Un sujet ultra original, un rythme lent, une réalisation classique et élégante et un résultat positif. Certes, on est loin du chef d’œuvre mais j'ai trouvé à ce film de grandes qualités. 
En premier lieu, l'histoire: une jeune veuve (délicieuse Marie Gillain) qui décide de gérer elle-même les terres dont elle vient d'hériter, dans les Landes, et l'exploitation de résine de pin qui s'y trouve. Parmi les combats que mène cette femme: l'électricité, qu'elle veut installer partout sur ses terres. C'est quasi seule contre tous (les vieux paysans, les syndicats émergents, une belle famille opposante) qu'elle lutte pour cet idéal de modernité. Elle trouve en son régisseur Iban, le charmant Jalil Lesper, son seul allié (et plus si affinités).

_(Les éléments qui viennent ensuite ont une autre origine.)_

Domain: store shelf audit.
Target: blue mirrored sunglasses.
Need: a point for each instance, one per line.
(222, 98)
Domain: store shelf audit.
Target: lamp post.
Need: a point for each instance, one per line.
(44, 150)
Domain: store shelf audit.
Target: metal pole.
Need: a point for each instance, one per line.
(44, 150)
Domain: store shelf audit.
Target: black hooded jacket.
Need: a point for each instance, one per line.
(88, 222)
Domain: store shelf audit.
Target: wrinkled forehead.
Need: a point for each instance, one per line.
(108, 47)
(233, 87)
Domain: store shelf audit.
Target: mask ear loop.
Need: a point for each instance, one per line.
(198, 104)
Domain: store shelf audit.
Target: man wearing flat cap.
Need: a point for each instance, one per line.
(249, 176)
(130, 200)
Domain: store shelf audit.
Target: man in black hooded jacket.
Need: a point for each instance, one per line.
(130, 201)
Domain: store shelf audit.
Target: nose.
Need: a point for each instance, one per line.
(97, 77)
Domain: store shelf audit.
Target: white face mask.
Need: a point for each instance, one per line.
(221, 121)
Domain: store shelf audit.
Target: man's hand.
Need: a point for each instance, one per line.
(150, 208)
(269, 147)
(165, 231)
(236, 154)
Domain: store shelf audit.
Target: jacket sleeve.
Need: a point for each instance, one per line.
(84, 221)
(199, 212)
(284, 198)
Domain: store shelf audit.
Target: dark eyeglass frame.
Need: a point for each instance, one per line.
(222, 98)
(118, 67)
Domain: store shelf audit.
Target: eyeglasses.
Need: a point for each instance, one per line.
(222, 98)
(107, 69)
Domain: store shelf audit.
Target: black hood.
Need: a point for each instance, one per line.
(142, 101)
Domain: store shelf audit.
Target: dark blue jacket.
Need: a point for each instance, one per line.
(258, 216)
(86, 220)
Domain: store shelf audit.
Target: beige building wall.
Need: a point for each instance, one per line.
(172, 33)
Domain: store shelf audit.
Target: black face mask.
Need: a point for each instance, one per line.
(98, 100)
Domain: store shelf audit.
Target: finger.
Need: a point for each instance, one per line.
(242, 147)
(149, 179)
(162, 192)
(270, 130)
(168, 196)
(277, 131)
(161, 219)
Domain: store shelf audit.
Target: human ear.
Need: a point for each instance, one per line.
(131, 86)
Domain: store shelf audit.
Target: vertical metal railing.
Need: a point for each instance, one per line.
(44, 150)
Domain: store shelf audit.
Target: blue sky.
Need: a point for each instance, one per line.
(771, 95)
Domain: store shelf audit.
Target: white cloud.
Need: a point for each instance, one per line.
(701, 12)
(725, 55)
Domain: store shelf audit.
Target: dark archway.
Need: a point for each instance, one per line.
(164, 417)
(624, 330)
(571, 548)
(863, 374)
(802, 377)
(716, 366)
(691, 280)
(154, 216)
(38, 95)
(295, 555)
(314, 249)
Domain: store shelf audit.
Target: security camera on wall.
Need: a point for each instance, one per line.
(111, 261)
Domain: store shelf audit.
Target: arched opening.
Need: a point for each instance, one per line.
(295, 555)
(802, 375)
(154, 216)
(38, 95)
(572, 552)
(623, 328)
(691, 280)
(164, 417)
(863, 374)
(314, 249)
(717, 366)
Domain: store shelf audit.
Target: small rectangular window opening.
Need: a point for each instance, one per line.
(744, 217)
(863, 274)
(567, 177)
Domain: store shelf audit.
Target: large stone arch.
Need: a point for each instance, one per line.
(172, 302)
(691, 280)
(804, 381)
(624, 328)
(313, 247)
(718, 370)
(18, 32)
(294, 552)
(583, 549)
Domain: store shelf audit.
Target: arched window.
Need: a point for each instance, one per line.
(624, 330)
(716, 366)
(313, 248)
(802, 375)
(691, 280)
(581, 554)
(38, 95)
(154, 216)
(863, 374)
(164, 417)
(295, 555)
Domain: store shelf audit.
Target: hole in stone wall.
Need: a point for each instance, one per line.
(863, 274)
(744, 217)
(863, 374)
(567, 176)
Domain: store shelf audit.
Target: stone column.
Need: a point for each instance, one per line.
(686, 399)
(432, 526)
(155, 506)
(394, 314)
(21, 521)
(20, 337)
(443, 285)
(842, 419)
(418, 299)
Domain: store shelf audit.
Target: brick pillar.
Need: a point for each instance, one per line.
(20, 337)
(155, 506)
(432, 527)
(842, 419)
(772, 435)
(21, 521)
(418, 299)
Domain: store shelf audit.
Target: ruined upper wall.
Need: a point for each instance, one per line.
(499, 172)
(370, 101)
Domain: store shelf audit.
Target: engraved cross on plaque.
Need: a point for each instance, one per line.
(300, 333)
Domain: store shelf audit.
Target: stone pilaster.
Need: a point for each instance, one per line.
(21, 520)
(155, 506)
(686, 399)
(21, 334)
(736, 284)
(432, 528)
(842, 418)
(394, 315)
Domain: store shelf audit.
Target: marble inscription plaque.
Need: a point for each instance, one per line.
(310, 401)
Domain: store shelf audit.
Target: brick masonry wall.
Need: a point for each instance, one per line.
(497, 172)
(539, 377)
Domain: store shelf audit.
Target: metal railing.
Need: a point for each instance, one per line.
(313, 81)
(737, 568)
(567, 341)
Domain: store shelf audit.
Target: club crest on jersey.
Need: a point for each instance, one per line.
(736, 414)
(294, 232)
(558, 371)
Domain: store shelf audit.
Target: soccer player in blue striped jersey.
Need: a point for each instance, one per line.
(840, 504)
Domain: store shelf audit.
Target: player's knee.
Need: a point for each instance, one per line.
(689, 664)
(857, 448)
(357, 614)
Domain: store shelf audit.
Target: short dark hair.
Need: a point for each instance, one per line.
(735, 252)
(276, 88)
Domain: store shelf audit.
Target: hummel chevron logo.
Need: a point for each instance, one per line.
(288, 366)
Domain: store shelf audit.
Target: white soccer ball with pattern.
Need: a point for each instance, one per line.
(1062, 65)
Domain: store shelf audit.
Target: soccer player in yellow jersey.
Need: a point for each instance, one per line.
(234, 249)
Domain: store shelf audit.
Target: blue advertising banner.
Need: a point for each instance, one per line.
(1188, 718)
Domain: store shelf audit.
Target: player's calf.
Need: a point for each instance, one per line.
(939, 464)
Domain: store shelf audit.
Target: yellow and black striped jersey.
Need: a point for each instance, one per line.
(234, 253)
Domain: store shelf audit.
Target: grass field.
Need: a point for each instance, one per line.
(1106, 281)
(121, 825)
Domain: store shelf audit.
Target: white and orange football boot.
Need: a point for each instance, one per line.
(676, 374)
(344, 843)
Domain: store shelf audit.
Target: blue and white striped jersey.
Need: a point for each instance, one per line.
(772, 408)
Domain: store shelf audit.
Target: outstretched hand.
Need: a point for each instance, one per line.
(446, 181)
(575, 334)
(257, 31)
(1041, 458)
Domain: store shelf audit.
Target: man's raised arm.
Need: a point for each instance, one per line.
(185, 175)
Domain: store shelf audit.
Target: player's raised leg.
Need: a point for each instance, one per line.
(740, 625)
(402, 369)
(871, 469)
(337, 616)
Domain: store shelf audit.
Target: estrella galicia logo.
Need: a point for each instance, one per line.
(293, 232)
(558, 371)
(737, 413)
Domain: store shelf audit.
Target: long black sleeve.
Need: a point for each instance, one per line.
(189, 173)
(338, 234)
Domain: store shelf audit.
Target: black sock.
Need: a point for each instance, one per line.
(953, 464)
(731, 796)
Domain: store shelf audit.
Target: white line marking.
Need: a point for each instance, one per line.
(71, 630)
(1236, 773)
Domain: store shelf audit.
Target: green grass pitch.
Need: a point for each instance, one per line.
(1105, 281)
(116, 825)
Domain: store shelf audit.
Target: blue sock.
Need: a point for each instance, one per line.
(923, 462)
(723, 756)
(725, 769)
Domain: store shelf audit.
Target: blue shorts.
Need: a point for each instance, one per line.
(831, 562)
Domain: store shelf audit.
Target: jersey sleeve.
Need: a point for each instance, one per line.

Les paysage (la photo comme ils disent les critiques!) est sublime : des pins à n'en plus finir, un océan à perte de vue, des images du travail de la résine plus belles les unes que les autres. On sent presque la térébenthine...
Par ailleurs, c'est hyper bien documenté: de l’industrie du pin dans les années 20 à la production de résine, en passant par le syndicalisme, rien ne nous ait épargné.
Enfin, cette lenteur (oui, y a pas pléthore de rebondissements, les plans sont très longs et très posés) qui peut évidemment déplaire à certains, m'a apaisée!